L'intelligent animal allait et venait sur la berge, s'arrêtait soudain, et regardait les eaux, une patte levée, comme s'il eût été en arrêt sur quelque gibier invisible; puis, il aboyait avec fureur, en quêtant, pour ainsi dire, et se taisait subitement.
Ni Cyrus Smith, ni ses compagnons n'avaient d'abord fait attention à ce manège de Top; mais les aboiements du chien devinrent bientôt si fréquents, que l'ingénieur s'en préoccupa.
«Qu'est-ce qu'il y a, Top?» demanda-t-il.

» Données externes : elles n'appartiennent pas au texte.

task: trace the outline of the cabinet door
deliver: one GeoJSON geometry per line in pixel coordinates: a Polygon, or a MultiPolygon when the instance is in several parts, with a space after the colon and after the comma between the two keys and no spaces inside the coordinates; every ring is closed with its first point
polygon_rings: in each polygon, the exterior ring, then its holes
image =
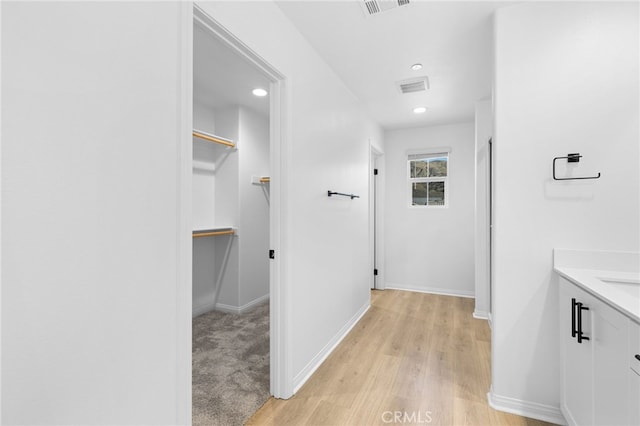
{"type": "MultiPolygon", "coordinates": [[[[628,319],[599,300],[590,307],[593,318],[593,411],[596,425],[627,424],[629,395],[628,319]]],[[[637,400],[636,400],[637,403],[637,400]]]]}
{"type": "Polygon", "coordinates": [[[572,336],[572,318],[582,315],[582,330],[591,335],[590,311],[573,308],[572,299],[589,306],[593,300],[564,278],[560,278],[560,346],[562,363],[561,408],[570,425],[593,424],[593,370],[591,341],[578,343],[572,336]],[[575,315],[575,316],[574,316],[575,315]]]}
{"type": "Polygon", "coordinates": [[[627,424],[640,425],[640,324],[629,321],[629,421],[627,424]]]}
{"type": "Polygon", "coordinates": [[[626,424],[640,425],[640,374],[629,369],[629,421],[626,424]]]}

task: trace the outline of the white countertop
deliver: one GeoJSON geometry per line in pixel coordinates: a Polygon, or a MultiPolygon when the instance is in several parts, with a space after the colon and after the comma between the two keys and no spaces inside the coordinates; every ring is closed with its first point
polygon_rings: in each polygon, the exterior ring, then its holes
{"type": "Polygon", "coordinates": [[[640,322],[640,273],[554,266],[554,271],[613,308],[640,322]],[[607,281],[615,281],[614,283],[607,281]]]}

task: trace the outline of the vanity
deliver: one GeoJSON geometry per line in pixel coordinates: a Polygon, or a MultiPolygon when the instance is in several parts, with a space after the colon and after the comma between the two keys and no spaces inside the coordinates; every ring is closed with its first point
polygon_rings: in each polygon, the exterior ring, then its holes
{"type": "Polygon", "coordinates": [[[640,253],[554,250],[560,408],[570,425],[640,425],[640,253]]]}

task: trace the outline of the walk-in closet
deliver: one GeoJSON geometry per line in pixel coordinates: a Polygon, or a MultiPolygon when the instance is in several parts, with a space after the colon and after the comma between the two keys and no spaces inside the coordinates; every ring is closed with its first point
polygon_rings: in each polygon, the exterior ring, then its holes
{"type": "Polygon", "coordinates": [[[196,14],[193,424],[243,424],[269,396],[269,80],[196,14]]]}

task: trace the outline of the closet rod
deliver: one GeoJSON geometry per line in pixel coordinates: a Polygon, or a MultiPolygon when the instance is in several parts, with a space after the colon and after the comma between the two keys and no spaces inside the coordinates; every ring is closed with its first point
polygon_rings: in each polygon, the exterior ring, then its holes
{"type": "Polygon", "coordinates": [[[236,144],[231,142],[228,139],[221,138],[220,136],[216,136],[216,135],[210,135],[208,133],[201,132],[200,130],[194,130],[193,131],[193,136],[195,136],[197,138],[200,138],[200,139],[207,140],[209,142],[214,142],[214,143],[219,143],[221,145],[226,145],[226,146],[229,146],[231,148],[235,148],[236,147],[236,144]]]}
{"type": "Polygon", "coordinates": [[[215,237],[217,235],[233,235],[235,233],[236,233],[236,231],[233,230],[233,229],[228,229],[226,231],[194,232],[193,233],[193,238],[215,237]]]}
{"type": "Polygon", "coordinates": [[[270,177],[261,177],[260,178],[260,183],[269,183],[271,182],[271,178],[270,177]]]}

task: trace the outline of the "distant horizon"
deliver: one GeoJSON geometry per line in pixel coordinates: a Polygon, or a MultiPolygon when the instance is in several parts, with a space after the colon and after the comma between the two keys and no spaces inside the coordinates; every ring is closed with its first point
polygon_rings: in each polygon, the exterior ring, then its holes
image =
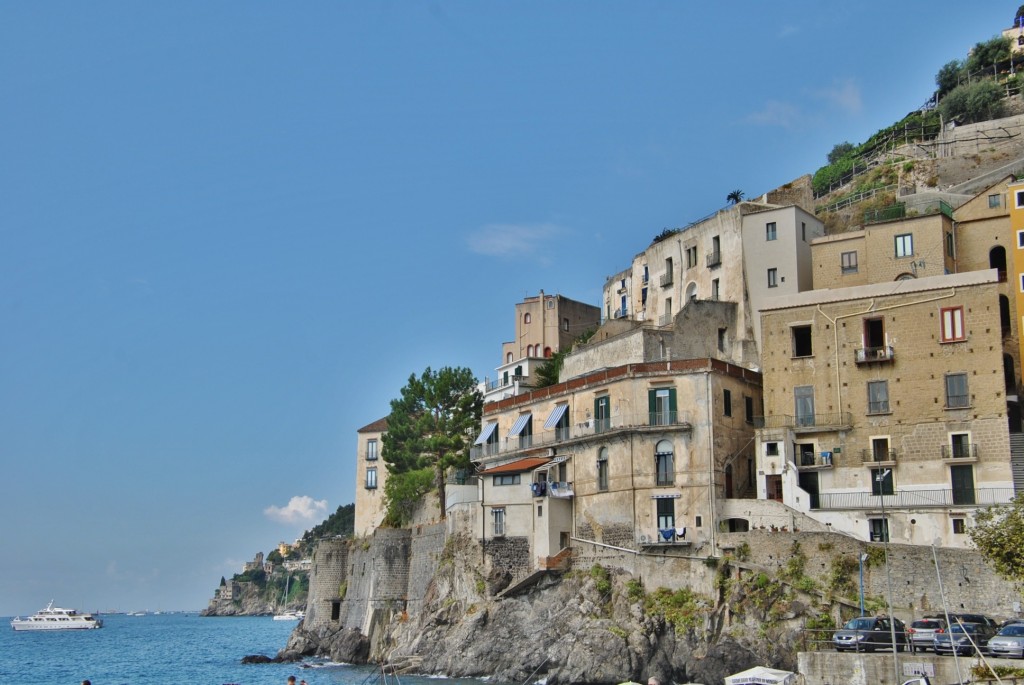
{"type": "Polygon", "coordinates": [[[604,309],[1016,9],[4,5],[0,613],[205,607],[354,501],[410,375],[495,377],[516,303],[604,309]]]}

Le chien fit plusieurs bonds vers son maître, en laissant voir une inquiétude véritable, et il s'élança de nouveau vers la berge. Puis, tout à coup, il se précipita dans le lac.
«Ici, Top! cria Cyrus Smith, qui ne voulait pas laisser son chien s'aventurer sur ces eaux suspectes.
— Qu'est-ce qui se passe donc là-dessous? demanda Pencroff en examinant la surface du lac.
— Top aura senti quelque amphibie, répondit Harbert.
— Un alligator, sans doute? dit le reporter.
— Je ne le pense pas, répondit Cyrus Smith. Les alligators ne se rencontrent que dans les régions moins élevées en latitude.»